A 3D fluid flow and heat transfer can be computed in the part of the global model. A 2D region of the global model meshed structurally in 2D or a group of such regions can be selected and defined as a local 3D computational domain.

In the local 3D domain the cylindrical 3D mesh will be created by a simple rotation of the 2D mesh N times around of the cylindric symmetry axis.
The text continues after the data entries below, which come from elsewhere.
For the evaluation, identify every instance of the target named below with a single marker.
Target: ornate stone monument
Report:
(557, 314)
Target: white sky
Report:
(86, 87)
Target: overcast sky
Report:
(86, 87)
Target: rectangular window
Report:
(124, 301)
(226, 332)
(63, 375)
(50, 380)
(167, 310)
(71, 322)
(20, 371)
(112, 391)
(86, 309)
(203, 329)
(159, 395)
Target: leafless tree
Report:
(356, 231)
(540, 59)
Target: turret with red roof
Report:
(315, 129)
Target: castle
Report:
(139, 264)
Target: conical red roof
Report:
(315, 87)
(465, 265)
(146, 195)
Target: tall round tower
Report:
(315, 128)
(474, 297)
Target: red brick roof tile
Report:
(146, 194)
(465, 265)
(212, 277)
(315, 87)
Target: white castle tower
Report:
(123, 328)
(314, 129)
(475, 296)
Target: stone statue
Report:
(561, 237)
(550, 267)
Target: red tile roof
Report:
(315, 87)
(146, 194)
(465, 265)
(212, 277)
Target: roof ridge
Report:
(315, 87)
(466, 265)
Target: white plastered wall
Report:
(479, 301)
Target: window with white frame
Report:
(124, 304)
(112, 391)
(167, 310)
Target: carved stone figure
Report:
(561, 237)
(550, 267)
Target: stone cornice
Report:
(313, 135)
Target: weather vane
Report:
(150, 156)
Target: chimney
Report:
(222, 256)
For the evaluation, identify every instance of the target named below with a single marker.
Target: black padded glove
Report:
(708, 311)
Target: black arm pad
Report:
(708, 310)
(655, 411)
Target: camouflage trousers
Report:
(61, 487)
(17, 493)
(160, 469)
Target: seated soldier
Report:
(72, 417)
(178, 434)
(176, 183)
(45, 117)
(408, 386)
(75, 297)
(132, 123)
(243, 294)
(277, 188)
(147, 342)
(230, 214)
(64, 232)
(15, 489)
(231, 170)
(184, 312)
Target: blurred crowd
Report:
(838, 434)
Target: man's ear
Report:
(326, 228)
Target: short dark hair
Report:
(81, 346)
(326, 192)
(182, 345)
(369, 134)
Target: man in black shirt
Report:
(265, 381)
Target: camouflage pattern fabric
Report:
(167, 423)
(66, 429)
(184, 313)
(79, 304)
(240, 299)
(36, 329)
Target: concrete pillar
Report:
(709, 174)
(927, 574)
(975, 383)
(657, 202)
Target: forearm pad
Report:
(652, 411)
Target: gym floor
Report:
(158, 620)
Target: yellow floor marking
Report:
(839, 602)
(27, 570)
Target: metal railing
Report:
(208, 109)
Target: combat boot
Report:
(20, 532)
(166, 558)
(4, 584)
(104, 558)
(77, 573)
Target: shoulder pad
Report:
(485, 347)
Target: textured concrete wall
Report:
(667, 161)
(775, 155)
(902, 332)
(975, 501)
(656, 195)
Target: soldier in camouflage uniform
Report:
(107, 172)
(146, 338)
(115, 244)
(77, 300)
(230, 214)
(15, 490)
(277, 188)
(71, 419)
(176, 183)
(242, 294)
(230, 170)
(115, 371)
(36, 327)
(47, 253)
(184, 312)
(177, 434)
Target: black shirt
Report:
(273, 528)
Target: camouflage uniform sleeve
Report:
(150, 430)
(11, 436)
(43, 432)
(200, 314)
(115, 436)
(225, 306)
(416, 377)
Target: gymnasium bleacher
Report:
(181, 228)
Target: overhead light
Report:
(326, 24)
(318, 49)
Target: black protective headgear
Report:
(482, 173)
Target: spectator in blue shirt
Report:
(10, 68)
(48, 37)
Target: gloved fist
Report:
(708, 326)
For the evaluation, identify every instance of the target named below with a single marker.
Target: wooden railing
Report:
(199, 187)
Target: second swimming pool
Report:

The 3D nodes become the same radial and axial coordinates like the origin in 2D. For each 2D node N nodes will be created by different azimuthal angle coordinate.

The differential equations in 3D are discretized according to the same Finite Volume method applied in 2D. Additionally the convective and diffusive fluxes over the azimuthal sides of the 3D control volume are evaluated by means of the finite differences for derivatives with respect to the azimuthal angle.

The 3D execution can be done in the stationary and time-dependent mode, thermally coupled with the global 2D model. The azimuthally averaged instanteneous heat flux in 3D is balanced with the total heat flux computed on the 2D side.

The crystal shape and the shape of the phase interface crystal-melt are assumed to be axisymmetric. The phase tracking procedure is executed in 2D using the azimuthally averaged temperature distribution in the 3D melt region.

The possible applications of the local 3D model for the crystal growth configurations are all methods with cylindrically symmetric melt containers like different modifications of the Czochralski method and the Bridgmann method. A finite tilt angle of the cylindrically symmetric crucible with respect to the vertical direction can also accounted for the Bridgmann method.